Christine Cole is a 30 year veteran of Contact Improvisation, as a dancer and teacher. She served on the faculty of the School for Body-Mind Centering and has taught and performed in Northampton, NYC an Europe through out her life. Contact is alive for her - she enjoys the immediacy, grace and ridicularity of it and explores new ways to become more present with the dance.
Daniel Trenner was a mover and shaker in the Jazz, Tap, Modern, and Post Modern dance worlds, from the late 70s until the early 90s. He happened upon Tango in Buenos Aires in 1986 while he was there teaching Jazz and Improvisation, and being one of the founders of Contact Community in Buenos Aires. He was also one of the first dozen young people involved in tango's revival. He studied with, interviewed, filmed and organized for many of the Milongueros, the older generation dancers. He has been called a “Johnny Appleseed of Tango” for his 20 years of touring as a tango teacher. He was one of the early proponents of teaching tango by its elements, and created the first Tango tours to Buenos Aires. He is presently teaching at Smith College, Amherst College, Mt Holyoke College, and the Performing Arts High School (PVPA). Read more about Daniel Trenner at www.danieltrenner.com
Felice Wolfzahn is a veteran teacher of Contact Improvisation. She is currently an adjunct dance professor in the five college dance program as well as other colleges in New England and has performed and taught internationally with such partners as Daniel Lepkoff, Catherine Sands and Patrick Crowley among others. She holds a BFA from The Juiliard School and an MFA from Bennington College. Felice combines her investigations in Contact Improvisations, with Authentic Movement and group scores.
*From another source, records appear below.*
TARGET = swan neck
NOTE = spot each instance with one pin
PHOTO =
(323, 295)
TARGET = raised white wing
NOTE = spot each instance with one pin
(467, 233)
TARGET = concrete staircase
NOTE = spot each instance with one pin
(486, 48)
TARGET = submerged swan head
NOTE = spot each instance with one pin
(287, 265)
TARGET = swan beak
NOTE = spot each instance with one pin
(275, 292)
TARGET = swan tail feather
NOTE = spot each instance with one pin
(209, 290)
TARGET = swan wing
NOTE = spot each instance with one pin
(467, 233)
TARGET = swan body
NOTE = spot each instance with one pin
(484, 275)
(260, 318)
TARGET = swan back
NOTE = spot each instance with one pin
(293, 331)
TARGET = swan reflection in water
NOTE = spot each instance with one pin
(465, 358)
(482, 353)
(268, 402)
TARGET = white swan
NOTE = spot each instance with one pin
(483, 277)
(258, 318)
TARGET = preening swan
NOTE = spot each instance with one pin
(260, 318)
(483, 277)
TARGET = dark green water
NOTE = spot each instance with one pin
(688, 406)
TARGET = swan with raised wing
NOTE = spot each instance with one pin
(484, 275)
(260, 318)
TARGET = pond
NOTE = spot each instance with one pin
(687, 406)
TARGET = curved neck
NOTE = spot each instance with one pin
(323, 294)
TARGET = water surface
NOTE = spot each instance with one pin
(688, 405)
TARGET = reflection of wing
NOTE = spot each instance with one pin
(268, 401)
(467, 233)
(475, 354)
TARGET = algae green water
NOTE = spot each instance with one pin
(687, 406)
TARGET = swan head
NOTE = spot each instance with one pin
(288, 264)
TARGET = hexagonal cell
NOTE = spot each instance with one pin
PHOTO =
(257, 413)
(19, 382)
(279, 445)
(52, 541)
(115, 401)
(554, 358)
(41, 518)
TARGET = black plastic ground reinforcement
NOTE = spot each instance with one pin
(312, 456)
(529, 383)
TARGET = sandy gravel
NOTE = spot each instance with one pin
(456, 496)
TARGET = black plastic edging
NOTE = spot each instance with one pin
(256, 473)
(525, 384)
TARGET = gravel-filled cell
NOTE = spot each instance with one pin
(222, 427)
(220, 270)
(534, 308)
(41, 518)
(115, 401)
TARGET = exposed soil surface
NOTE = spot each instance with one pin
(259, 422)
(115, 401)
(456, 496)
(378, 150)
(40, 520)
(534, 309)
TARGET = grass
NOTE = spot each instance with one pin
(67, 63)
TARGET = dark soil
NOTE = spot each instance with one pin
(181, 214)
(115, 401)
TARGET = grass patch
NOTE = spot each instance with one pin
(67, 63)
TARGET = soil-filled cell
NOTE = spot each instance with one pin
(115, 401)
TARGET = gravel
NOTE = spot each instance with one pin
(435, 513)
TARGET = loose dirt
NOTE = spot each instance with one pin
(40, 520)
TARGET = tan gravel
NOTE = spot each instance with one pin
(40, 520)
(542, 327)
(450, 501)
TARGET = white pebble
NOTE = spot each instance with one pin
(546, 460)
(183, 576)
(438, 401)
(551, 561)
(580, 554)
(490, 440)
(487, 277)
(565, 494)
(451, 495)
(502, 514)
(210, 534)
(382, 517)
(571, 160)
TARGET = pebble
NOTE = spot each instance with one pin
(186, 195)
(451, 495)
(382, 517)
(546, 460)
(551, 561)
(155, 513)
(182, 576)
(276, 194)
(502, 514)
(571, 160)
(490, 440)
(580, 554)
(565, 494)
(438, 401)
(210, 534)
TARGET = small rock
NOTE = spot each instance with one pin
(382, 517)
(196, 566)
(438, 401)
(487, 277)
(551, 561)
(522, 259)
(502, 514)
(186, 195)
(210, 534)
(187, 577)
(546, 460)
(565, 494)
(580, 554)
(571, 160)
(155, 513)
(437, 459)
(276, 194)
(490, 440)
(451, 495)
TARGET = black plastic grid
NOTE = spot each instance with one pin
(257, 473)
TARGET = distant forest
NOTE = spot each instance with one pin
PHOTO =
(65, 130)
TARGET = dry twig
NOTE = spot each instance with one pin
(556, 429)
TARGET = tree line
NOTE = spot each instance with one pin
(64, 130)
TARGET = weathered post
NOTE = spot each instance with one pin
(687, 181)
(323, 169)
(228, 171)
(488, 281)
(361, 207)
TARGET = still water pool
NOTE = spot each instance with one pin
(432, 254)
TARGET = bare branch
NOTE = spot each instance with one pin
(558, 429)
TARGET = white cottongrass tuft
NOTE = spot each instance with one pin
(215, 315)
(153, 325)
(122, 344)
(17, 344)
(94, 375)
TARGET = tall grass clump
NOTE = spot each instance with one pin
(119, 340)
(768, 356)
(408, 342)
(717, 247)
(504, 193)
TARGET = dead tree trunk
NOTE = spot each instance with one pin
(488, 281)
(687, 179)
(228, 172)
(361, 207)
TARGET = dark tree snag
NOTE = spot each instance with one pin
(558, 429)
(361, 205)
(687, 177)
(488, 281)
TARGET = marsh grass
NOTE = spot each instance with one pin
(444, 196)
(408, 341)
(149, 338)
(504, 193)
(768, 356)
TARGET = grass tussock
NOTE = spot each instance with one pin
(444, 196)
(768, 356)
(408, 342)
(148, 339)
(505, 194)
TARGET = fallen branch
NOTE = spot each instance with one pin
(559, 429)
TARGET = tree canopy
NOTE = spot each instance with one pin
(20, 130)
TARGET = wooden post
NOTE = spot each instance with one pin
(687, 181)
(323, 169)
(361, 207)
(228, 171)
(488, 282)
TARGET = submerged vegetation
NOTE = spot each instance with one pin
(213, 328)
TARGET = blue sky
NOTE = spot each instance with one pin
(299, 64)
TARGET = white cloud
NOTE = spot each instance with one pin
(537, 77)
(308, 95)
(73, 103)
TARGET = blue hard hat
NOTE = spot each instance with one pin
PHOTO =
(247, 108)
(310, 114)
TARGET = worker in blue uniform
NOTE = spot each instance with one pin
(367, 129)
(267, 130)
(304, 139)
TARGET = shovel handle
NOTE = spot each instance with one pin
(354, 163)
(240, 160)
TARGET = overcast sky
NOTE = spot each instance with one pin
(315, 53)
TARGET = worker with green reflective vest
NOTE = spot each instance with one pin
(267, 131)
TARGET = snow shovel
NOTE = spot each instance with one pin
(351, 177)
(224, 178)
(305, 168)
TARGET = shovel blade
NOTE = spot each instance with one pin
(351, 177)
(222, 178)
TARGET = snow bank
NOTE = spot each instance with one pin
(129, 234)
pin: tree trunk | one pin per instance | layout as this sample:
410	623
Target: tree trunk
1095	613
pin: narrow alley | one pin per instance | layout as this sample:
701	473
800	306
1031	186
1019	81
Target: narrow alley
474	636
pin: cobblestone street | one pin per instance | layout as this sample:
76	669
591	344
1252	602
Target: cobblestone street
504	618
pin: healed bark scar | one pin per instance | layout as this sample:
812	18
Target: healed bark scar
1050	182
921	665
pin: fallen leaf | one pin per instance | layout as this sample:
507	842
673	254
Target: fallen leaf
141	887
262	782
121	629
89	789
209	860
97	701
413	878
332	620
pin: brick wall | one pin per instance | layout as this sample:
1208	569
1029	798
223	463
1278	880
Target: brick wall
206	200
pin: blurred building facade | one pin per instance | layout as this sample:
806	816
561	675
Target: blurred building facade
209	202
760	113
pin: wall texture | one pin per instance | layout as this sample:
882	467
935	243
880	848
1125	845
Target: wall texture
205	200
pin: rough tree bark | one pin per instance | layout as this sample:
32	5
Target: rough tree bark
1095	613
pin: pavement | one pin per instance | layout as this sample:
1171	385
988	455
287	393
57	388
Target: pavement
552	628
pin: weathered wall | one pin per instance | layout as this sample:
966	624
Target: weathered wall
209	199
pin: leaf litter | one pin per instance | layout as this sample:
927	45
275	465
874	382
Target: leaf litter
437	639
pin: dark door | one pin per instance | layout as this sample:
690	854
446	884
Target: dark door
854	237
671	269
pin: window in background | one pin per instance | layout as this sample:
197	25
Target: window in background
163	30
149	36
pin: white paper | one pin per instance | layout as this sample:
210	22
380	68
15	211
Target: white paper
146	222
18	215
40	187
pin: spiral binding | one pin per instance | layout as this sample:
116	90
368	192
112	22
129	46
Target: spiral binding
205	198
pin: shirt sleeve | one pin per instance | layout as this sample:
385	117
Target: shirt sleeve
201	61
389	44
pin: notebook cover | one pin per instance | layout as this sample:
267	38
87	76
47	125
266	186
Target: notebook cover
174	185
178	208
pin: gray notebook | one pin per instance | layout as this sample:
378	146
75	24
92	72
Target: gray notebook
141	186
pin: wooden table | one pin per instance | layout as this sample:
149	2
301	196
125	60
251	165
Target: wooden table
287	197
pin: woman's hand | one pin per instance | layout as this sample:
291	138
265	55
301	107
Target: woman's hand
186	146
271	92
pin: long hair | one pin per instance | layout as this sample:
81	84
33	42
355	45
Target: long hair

Felice is interested in how dance can be instructional as well as healing and incorporate the whole self into its investigations.
Moti Zemelman, MFA, began practicing Contact Improv 22 years ago. Over the past 15 years he has taught and performed across USA, Canada, Guatemala, Mexico, Europe and Israel. In 2008-09 he taught as Professor of Dance at the Instituto Naciónal de Bellas Artes in Mexico City. As a musician Moti plays vocal-electronic music for Contact Jams and in 2007 released his debut CD, Doorwaves. Other training includes yoga, Action Theater, modern dance, and clowning. He also designs and moderates the international Contact Improv resource website, www.contactimprov.com.